É com muita satisfação que a Asduerj tem auxiliado, nos dois últimos anos, o GTNM a realizar a cerimônia de entrega da Medalha Chico Mendes no campus Maracanã da Uerj. Desde o início deste ano, trabalhávamos conjuntamente para recebermos, mais uma vez, em nossa universidade este evento, que já faz parte do nosso calendário de lutas. Infelizmente, a pandemia de Covid-19 forçou o adiamento da cerimônia. Contudo, não poderíamos deixar passar este dia 1º de abril sem lembrar todos os que lutam e lutaram: “Pela vida e pela paz / Tortura e Ditadura Nunca Mais”.

Leia a seguir a Nota do GTNM e a lista dos homenageados com a Medalha Chico Mendes no ano de 2020.

32ª Medalha Chico Mendes de Resistência

A Medalha Chico Mendes de Resistência acontece há 32 anos, todo dia 1º de abril, homenageando defensorxs dos Direitos Humanos, lutadorxs, entidades e povos. Este ano a Medalha teve sua data suspensa em função da pandemia de COVID-19. Posteriormente marcaremos outra data para a homenagem.

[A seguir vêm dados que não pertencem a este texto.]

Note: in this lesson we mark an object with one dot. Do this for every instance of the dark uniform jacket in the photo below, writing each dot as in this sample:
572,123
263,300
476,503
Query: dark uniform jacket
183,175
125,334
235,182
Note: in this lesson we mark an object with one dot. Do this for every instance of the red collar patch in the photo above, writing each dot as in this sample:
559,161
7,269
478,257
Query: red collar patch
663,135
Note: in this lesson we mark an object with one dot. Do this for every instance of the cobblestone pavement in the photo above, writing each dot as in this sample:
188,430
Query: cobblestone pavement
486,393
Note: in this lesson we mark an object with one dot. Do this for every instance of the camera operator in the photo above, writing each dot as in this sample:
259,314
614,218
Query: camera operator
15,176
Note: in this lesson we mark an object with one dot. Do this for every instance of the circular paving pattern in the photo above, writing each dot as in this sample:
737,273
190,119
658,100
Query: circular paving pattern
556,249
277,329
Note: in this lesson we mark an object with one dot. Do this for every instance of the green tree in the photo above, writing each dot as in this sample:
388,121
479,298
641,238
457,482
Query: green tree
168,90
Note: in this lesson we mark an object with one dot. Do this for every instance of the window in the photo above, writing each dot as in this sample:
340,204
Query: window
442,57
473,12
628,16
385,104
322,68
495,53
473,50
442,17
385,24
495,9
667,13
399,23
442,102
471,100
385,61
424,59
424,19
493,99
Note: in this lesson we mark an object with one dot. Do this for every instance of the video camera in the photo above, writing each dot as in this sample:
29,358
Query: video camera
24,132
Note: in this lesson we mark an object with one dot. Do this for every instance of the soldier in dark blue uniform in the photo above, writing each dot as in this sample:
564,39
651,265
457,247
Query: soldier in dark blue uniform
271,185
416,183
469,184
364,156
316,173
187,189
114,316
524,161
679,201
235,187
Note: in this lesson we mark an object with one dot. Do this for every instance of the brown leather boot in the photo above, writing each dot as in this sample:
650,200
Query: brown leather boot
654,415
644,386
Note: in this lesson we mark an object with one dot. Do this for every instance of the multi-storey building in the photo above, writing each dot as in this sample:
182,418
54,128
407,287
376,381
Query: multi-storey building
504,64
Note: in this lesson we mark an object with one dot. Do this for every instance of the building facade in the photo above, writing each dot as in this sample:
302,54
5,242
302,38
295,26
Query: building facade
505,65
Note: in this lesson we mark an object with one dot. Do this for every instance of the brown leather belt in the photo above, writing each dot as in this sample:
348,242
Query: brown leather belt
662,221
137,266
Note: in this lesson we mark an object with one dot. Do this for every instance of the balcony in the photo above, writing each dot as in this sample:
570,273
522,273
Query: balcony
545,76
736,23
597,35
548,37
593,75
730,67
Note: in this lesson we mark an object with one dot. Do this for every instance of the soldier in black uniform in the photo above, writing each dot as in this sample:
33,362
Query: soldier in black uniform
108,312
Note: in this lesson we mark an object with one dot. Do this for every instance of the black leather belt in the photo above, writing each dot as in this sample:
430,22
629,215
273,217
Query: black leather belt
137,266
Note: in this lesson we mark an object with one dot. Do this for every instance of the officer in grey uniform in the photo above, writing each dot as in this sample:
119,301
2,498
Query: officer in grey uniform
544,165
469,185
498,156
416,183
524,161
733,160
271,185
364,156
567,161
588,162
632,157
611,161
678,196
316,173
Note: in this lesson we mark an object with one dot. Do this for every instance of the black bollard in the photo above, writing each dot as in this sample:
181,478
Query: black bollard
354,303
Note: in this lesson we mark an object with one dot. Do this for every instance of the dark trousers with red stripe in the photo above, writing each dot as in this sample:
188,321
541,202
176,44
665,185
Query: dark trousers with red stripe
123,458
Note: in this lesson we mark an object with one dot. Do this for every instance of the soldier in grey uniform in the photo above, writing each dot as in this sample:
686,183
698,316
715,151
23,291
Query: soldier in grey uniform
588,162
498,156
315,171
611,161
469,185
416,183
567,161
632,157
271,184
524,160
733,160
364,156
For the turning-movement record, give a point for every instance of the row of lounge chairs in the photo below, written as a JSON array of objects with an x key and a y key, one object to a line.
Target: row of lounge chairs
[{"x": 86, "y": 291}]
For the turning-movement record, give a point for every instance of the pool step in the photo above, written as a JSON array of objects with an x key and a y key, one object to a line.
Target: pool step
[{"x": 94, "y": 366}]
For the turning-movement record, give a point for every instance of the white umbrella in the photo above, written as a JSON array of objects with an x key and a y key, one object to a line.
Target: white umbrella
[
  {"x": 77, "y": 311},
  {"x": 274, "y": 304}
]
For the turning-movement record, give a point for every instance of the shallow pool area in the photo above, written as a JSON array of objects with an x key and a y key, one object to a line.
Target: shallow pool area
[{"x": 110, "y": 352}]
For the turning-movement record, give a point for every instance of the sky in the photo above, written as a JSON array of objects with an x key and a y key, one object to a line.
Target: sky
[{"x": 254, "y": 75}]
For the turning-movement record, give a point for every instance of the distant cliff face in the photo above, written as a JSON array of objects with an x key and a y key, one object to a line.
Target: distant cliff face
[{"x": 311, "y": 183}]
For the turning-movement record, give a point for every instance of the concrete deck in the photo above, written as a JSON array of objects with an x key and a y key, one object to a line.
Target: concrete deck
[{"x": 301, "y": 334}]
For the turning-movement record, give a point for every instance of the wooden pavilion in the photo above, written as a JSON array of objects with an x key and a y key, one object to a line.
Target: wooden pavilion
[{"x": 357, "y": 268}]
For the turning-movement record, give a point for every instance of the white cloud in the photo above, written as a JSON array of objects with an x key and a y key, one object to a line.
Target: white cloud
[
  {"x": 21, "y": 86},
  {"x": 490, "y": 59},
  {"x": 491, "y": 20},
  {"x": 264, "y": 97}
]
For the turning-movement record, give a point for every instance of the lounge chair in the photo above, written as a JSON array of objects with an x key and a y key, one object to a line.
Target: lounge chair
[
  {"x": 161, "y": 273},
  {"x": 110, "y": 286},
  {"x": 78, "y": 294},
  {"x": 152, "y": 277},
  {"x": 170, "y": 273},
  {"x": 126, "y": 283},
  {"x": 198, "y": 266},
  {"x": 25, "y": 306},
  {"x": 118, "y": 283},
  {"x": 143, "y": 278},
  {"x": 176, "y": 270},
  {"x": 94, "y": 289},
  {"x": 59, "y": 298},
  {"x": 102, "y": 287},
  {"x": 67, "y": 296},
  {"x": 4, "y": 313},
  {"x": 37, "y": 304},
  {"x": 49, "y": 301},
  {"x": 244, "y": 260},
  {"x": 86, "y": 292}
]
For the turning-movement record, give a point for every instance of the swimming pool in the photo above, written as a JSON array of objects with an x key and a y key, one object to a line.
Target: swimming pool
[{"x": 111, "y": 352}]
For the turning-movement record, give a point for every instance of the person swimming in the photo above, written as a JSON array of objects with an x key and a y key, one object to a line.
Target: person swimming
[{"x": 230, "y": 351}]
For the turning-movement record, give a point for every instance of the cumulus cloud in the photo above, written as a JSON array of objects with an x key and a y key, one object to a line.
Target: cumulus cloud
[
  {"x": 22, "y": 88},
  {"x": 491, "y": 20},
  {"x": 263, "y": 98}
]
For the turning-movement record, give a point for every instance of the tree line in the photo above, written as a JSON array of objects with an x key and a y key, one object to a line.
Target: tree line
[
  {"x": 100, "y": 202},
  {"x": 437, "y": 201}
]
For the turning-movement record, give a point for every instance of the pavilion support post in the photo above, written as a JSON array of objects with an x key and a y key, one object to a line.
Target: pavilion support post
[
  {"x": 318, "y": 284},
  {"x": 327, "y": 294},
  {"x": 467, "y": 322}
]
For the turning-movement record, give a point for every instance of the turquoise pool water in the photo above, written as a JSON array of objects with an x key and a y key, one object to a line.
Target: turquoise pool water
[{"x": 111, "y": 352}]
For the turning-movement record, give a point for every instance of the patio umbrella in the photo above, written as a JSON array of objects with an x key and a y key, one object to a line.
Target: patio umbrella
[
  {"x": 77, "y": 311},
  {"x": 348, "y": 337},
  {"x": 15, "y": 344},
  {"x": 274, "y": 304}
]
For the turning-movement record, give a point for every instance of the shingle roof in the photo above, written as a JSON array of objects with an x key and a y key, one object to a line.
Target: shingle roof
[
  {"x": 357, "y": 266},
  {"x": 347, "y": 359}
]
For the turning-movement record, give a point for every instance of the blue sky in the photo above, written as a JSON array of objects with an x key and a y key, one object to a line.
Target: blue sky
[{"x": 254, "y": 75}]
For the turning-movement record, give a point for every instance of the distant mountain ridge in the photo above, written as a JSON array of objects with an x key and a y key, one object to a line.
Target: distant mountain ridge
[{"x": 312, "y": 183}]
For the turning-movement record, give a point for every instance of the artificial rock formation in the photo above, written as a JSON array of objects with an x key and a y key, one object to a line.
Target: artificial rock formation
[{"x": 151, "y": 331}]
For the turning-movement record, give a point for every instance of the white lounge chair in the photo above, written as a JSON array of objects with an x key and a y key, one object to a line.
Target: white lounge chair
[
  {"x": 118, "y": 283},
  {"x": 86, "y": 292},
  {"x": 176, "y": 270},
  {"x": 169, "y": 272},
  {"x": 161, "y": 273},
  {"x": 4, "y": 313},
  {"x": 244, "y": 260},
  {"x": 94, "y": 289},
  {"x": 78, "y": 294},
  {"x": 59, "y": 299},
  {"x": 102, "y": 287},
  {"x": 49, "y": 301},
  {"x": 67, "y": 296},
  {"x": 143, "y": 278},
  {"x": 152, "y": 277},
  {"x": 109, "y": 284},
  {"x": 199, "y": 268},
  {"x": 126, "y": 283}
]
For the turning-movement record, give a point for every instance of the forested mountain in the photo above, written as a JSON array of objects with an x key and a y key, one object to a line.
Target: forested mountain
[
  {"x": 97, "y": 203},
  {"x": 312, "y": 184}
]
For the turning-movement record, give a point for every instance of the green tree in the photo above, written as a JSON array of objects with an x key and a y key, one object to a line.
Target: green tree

O golpe empresarial-militar brasileiro aconteceu no dia 1° de abril, quando as tropas de Mourão Filho saíram de Juiz de Fora, durante a madrugada. No documentário O Dia que Durou 21 anos, a própria esposa de Mourão fala que o marido saiu na madrugada do dia 31 de março para 1° de abril. Estas tropas chegaram ao Rio de Janeiro no dia 1° de abril. Nesta manhã, o presidente da Câmara dos deputados Ranieri Mazzilli reconhece o governo militar. No dia 2 de abril, João Goulart refugia-se no Uruguai. Os militares, então, mudaram a data para 31 de março para não serem alvo de chacota pelas mentiras históricas que procuravam afirmar, uma vez que 1° de abril é Dia da Mentira.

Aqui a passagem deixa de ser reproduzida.